03-11-2025 00:45 - L’école mauritanienne : entre rhétorique officielle et délitement du réel

L’école mauritanienne : entre rhétorique officielle et délitement du réel

Lors du Forum africain périodique sur l’éducation tenu à Accra (République du Ghana) la semaine dernière, la ministre mauritanienne de l’Éducation, Houda Babah, a présenté la Mauritanie comme « en marche vers un modèle éducatif durable fondé sur la qualité, l’innovation et l’équité ». Elle a salué des « résultats encourageants » et la « cohérence renforcée des pratiques pédagogiques ».

Pourtant, cette vision optimiste se heurte aux réalités du terrain. Dans les écoles rurales comme urbaines, les élèves peinent à maîtriser les bases de la lecture et des mathématiques, les enseignants manquent de formation, et les infrastructures restent insuffisantes.

Les classes surchargées, les uniformes imposés et les pratiques de gestion déficientes illustrent un système où la rhétorique officielle masque des dysfonctionnements profonds.

1. Une scolarisation en hausse… mais une éducation en panne

Le RGPH 2023 de l’ANSADE (Agence nationale de la statistique, de l’analyse et de la démographie) révèle que 36 % des enfants âgés de 6 à 11 ans ne sont pas régulièrement scolarisés, et que le taux net de scolarisation au primaire stagne à 64,3 % (ANSADE, 2023). La parité filles-garçons masque de fortes disparités régionales : dans le Hodh El Gharbi et le Guidimakha, près d’une fille sur deux quitte l’école avant la 6e année (ANSADE, 2023).

La massification a entraîné des classes surpeuplées et un apprentissage limité. Dans certaines écoles rurales, un seul instituteur encadre jusqu’à 90 élèves, souvent sans table-banc ni manuels suffisants. Le scandale des tables-bancs surfacturées, rapporté dans les médias et confirmé par des audits internes du ministère, illustre la déconnexion entre budgets affichés et conditions réelles d’apprentissage (Banque mondiale, 2022).

2. Des apprentissages fragiles et des enseignants désarmés

Les résultats du PASEC 2019, confirmés par les enquêtes de 2023, classent la Mauritanie au 12e rang sur 14 pays africains francophones.
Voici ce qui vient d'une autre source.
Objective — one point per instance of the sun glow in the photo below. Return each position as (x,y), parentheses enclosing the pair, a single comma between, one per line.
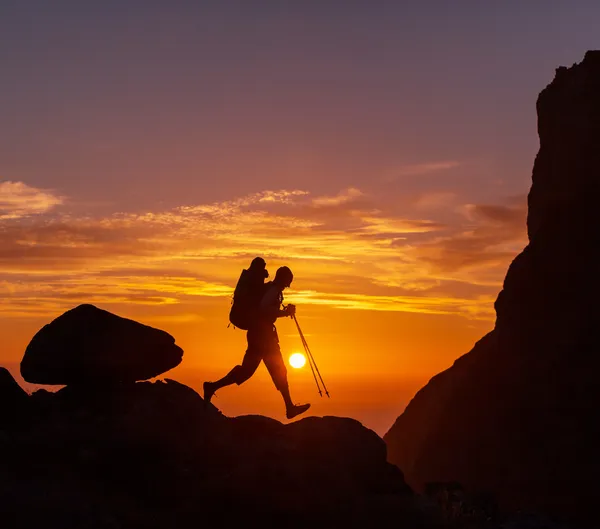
(297,360)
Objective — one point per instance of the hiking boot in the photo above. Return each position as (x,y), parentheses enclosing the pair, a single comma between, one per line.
(295,410)
(209,391)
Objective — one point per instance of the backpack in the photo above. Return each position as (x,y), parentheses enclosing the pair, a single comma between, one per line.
(246,299)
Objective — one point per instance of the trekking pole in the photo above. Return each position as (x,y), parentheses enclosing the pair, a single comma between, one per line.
(311,360)
(310,363)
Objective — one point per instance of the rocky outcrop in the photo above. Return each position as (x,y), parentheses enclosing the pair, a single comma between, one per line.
(88,345)
(14,401)
(517,414)
(151,454)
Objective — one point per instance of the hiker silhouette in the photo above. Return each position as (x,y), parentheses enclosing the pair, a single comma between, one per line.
(263,341)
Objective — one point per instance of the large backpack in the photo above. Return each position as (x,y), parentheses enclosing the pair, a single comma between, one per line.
(246,299)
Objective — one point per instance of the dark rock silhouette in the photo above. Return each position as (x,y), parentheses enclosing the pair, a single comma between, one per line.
(517,414)
(151,454)
(14,401)
(90,345)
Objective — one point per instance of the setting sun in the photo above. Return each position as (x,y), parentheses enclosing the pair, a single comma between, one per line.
(297,360)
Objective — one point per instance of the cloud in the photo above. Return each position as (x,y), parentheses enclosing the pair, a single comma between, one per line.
(351,250)
(493,236)
(435,200)
(20,200)
(344,197)
(421,169)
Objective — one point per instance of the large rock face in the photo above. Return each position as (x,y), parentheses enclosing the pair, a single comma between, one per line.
(90,345)
(14,401)
(517,415)
(151,455)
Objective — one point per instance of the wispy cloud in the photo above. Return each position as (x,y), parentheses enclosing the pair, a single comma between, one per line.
(420,169)
(20,200)
(352,253)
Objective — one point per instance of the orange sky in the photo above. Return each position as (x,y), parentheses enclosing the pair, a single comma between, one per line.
(381,150)
(385,301)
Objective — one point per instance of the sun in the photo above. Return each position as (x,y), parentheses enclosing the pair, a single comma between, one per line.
(297,360)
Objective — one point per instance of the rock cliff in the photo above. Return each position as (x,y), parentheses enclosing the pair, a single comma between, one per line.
(517,414)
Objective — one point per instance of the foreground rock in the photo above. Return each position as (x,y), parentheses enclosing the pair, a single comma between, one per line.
(88,345)
(517,414)
(14,401)
(150,455)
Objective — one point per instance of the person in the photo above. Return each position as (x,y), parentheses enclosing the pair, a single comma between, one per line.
(263,345)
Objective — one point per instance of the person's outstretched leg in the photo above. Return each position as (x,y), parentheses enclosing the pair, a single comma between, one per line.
(273,360)
(238,375)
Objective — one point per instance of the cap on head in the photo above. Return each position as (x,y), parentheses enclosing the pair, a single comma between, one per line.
(258,262)
(284,276)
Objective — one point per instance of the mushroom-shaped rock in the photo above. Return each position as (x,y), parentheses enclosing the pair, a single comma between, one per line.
(88,344)
(14,401)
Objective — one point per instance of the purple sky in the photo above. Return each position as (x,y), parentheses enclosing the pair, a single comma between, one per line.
(165,103)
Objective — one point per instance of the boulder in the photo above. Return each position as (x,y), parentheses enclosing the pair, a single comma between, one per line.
(14,401)
(516,415)
(155,456)
(87,345)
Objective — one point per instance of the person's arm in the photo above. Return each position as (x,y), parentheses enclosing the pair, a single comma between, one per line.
(270,305)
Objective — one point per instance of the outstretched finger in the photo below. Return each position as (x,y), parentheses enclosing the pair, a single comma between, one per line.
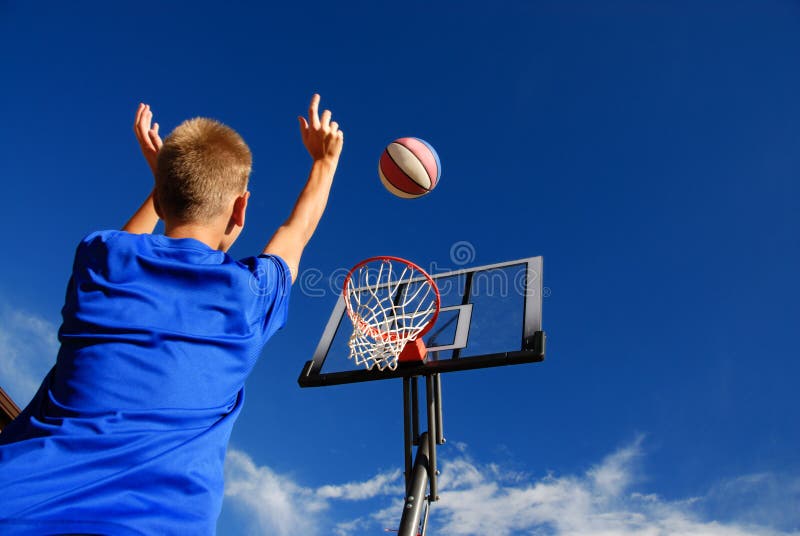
(139,111)
(144,126)
(326,119)
(313,111)
(154,137)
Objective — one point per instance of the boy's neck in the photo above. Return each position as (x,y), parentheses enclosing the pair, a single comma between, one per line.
(208,235)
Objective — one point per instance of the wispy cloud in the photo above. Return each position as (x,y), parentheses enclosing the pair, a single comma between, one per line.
(28,348)
(484,498)
(480,499)
(277,505)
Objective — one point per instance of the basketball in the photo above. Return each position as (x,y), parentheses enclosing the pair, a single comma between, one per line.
(409,167)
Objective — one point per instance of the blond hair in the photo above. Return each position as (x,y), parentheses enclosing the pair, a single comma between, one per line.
(201,167)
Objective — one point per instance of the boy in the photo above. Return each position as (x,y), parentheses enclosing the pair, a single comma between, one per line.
(127,433)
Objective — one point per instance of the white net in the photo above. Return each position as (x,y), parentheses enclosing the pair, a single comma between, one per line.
(390,303)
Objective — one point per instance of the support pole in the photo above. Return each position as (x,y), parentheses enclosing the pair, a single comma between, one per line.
(437,393)
(407,433)
(415,496)
(414,411)
(431,401)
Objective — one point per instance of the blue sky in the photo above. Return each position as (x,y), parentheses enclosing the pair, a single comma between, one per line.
(650,151)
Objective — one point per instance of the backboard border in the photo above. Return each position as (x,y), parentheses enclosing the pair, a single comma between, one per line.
(533,339)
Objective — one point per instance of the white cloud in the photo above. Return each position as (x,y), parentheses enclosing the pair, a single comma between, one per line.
(485,498)
(28,349)
(276,504)
(480,499)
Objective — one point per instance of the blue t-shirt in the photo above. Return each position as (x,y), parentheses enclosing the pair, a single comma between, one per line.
(127,433)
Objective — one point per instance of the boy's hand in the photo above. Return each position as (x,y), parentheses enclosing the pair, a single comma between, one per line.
(148,137)
(322,137)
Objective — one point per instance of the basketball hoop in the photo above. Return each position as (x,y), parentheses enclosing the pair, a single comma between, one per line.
(392,303)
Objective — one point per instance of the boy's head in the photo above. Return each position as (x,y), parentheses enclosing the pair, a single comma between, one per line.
(203,168)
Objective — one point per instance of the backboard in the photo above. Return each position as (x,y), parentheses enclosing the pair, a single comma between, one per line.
(490,316)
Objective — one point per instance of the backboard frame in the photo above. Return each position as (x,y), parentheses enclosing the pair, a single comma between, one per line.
(532,347)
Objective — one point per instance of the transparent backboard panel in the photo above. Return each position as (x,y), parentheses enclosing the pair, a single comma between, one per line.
(489,316)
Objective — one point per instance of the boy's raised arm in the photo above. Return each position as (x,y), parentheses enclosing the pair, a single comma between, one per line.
(144,220)
(324,142)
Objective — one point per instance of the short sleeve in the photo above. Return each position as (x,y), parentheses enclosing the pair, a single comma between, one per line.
(271,282)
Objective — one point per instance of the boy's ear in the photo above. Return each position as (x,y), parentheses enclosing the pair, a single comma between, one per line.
(156,205)
(240,208)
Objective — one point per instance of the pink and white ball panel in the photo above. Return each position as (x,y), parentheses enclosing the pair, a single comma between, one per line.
(409,167)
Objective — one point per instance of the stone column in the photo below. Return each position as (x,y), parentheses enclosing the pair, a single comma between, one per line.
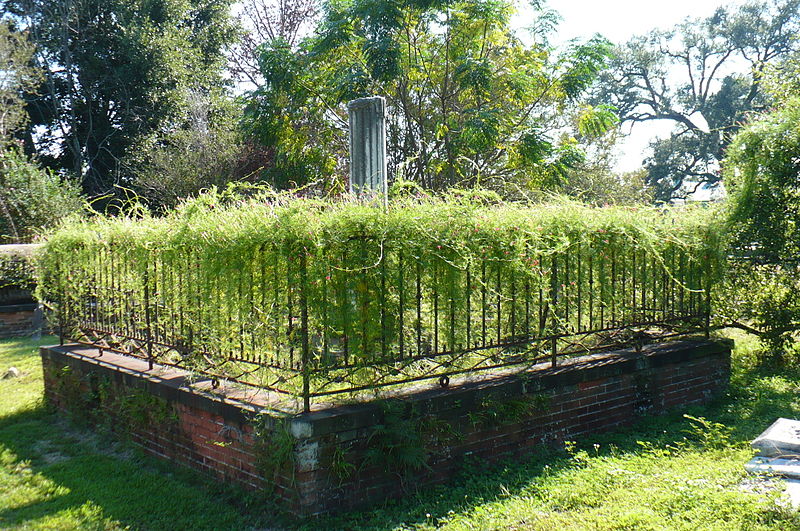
(368,147)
Près de 70 % des élèves de fin de primaire n’atteignent pas le niveau minimal en lecture, et 82 % échouent en mathématiques (CONFEMEN, 2019).

Le corps enseignant est fragilisé : 60 % des instituteurs exercent sans diplôme pédagogique complet, et 45 % n’ont jamais bénéficié de formation continue (ANSADE, 2023). La plateforme numérique « Tenwir » ne touche que 3,8 % des écoles, faute de matériel et de formation, accentuant le fossé entre établissements urbains et ruraux (UNICEF Mauritanie, 2023).

3. L’uniforme obligatoire : symbole d’unité ou contrainte sociale ?

Depuis 2024, le port obligatoire de l’uniforme dans le primaire a été imposé pour renforcer l’unité nationale et concrétiser l’école républicaine. Mais dans un pays où 28 % des ménages vivent sous le seuil de pauvreté, cette mesure pose de réels obstacles à l’accès à l’école (UNICEF Mauritanie, 2023). Pour de nombreuses familles modestes, acheter l’uniforme devient un fardeau, et certains enfants sont exclus des classes pour non-conformité.

Alors que l’objectif est de promouvoir une éducation inclusive et de qualité, la mesure révèle un dilemme : comment concilier unité nationale et égalité d’accès pour tous les élèves, y compris ceux issus des Communautés Discriminées sur la base de l’Ascendance et du Travail (CDWD), souvent les plus vulnérables ?

4. Un système éducatif prisonnier des inégalités structurelles

L’école reflète les inégalités sociales et territoriales. 62 % des écoles rurales fonctionnent avec une seule classe multi-niveaux, souvent sans eau potable ni latrines (Banque mondiale, 2022). L’analphabétisme demeure élevé : 52 % chez les femmes adultes et 48 % chez les hommes (ANSADE, 2023). Les enfants issus des CDWD, des familles nomades ou des zones enclavées sont les plus marginalisés. Les insuffisances administratives et la mauvaise gouvernance accentuent ces inégalités (Banque mondiale, 2022 ; médias nationaux, 2023).

5. Les ODD à l’épreuve du terrain mauritanien

La Mauritanie a adhéré aux Objectifs de Développement Durable (ODD), mais leur concrétisation se heurte à des réalités sociales et territoriales complexes.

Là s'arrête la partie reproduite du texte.